Comfortable together
His arms comfort me.

The man I married
This is the man
I swore to love and honour,
not obey.

Our children
These are our progenies and prodigies.

This morning I gave Rob a card that included
a quote by Sharon Olds:

“By knowing him, I get to know
the purity of the animal
which mates for life”

And even though it is Rob’s birthday, I will not paint an ideal picture of him or us. We do not always see eye to eye. We don’t always give the other what he or she needs. But what I love about him (and sometimes hate about him) is his independence because, in many ways, it forced me, then helped me to to do what I had to do to be independent. For the most part, we both do what we damn well please and sometimes it includes the other though often it doesn’t.

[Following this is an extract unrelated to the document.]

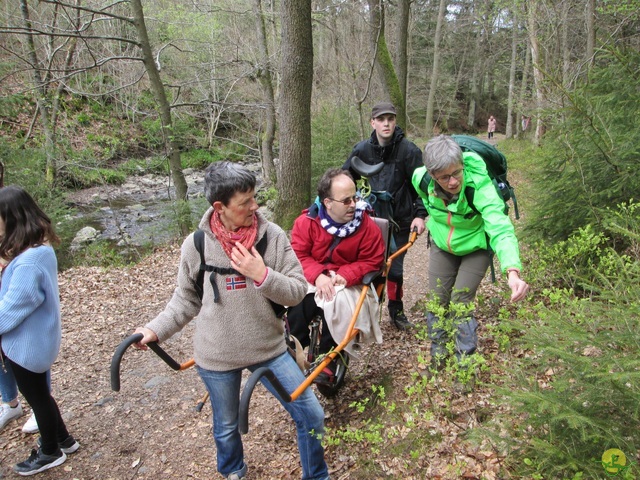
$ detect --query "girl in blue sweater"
[0,187,80,475]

A few days ago I was reading Woodman and I was reminded of Rob: In Conscious Feminity, she says “I think they[women] are valuing their men more. They are seeing their men as human beings and saying, ‘I love you enough to say this is who I am and I will no longer pretend to be someone I’m not. I will no longer try to live up to your image of me.’” But, in my mind, it is not Rob’s image of me that I have tried to live up to but more what I project is his image of me.

So I have fought myself for my independence and he, though he hasn’t always been happy about my comings and goings, hasn’t tried to stop me nor has he tried to make me feel guilty. This is a big deal for me and I love him for it.

” I don’t know where he got
his kindness without self-regard,
almost without self, and yet
he chose one woman, instead of the others.”